Return to Meditations

How to work with food cravings

 

Insight meditation is a skill that can be very useful, especially if we find our thoughts totally lost in craving—wanting a piece of chocolate cake. Then instead of automatically following our thoughts and feelings we can stop—like having a pause button on a tape recorder—and not automatically grab the cake but notice if we are really hungry or be aware if we are tired or stressed out—and make a more healthful choice because of our skill of being able to STOP our train of thoughts and be present with our feelings. See the sections on emotional eating and life balance for additional ideas.

 

Insight Meditation is like strength training for the mind.

 

When we have practiced labeling our thoughts and noticing our feelings in our meditation time, we can then pay attention to see if these thoughts are profitable or unprofitable, skillful or unskillful, wholesome or unwholesome —as we go about our daily lives.
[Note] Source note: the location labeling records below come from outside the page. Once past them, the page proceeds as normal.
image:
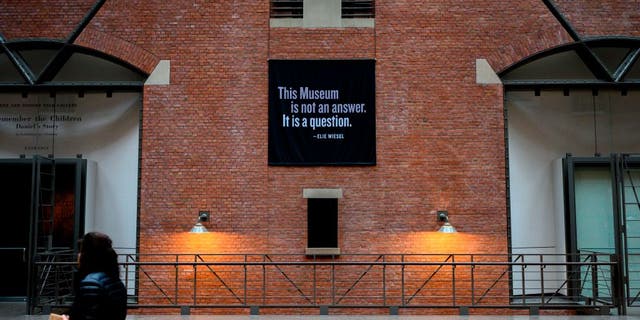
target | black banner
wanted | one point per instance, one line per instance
(322, 112)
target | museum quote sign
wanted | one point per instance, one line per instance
(322, 112)
(30, 124)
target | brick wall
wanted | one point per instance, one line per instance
(440, 136)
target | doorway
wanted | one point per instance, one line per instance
(603, 211)
(29, 226)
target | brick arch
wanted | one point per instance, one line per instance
(525, 47)
(119, 48)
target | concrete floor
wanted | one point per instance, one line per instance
(16, 311)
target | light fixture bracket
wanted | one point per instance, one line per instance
(203, 216)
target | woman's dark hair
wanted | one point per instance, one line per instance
(97, 255)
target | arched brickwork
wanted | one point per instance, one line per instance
(521, 48)
(119, 48)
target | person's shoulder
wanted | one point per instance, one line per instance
(101, 279)
(96, 277)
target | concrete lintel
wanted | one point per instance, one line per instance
(161, 75)
(322, 193)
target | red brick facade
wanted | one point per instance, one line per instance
(440, 136)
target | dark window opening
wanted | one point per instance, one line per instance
(286, 8)
(322, 223)
(358, 8)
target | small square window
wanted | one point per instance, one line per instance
(358, 9)
(322, 221)
(286, 8)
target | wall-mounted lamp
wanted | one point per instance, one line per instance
(203, 216)
(443, 216)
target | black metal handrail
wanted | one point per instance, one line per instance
(365, 281)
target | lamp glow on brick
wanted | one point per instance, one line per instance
(443, 216)
(203, 216)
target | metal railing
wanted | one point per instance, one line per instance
(533, 282)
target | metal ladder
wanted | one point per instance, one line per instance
(630, 200)
(45, 191)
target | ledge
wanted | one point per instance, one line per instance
(322, 251)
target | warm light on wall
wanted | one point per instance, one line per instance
(203, 216)
(443, 216)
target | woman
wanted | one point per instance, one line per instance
(100, 294)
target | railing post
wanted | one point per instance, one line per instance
(176, 288)
(384, 282)
(195, 277)
(453, 279)
(617, 284)
(264, 280)
(594, 278)
(333, 284)
(542, 266)
(403, 303)
(473, 284)
(315, 281)
(245, 280)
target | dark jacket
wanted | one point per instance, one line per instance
(99, 297)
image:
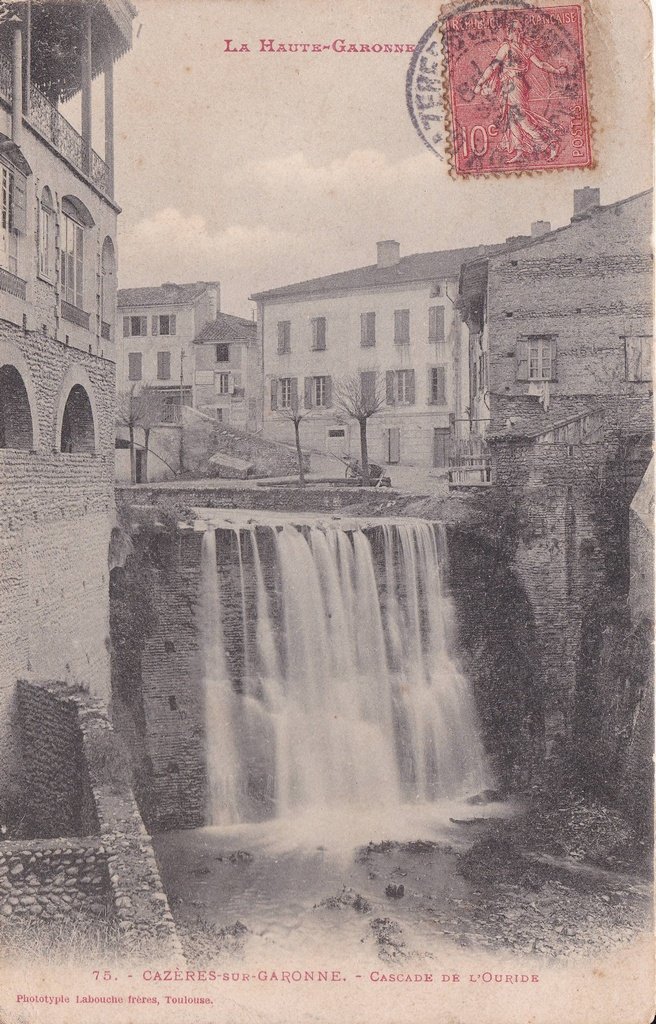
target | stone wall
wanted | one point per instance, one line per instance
(56, 511)
(112, 872)
(591, 285)
(68, 880)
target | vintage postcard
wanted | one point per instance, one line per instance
(326, 512)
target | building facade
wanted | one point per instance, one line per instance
(179, 361)
(226, 372)
(562, 321)
(393, 329)
(57, 348)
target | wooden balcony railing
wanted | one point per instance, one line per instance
(12, 285)
(52, 126)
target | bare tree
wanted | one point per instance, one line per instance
(295, 415)
(360, 395)
(139, 410)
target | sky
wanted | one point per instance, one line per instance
(261, 169)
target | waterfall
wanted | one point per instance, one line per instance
(220, 718)
(353, 696)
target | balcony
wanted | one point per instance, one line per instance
(75, 315)
(46, 120)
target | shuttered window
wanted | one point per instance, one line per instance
(437, 385)
(285, 337)
(164, 366)
(436, 324)
(318, 334)
(134, 366)
(367, 330)
(535, 357)
(402, 327)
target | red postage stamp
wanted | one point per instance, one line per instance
(517, 90)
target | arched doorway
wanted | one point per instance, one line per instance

Over time, this process gives us great personal freedom and a feeling of self-mastery. It is also a great way to relieve stress and achieve a calm, relaxed state.

 

 

With practice we notice three types of feelings: pleasant, unpleasant and neutral ones. We notice how we cling to pleasant experiences, resist or push away from unpleasant ones, and don’t really care about neutral ones.

 

We start to break the automatic sequence down: notice a thought or an event happens, which leads to a feeling, which leads to a response. We begin to notice that everything is always changing. Even an unpleasant feeling transforms with the passage of time. Learning this allows us to stay with an unpleasant feeling and not immediately want to numb out with an addictive choice. Instead we just notice that something is unpleasant and observe our automatic reaction to it. We begin to be aware of thoughts and reactions that reflect the feelings of: anxiety, despair, frustration, boredom, nervousness, joy, contentment and calm.

 

 

We learn to just be with our feelings and not push them away. We begin to express the skill of non-reaction, that is, whatever emotion turns up, we can just see it for what it is—as a feeling that has arisen and will pass away.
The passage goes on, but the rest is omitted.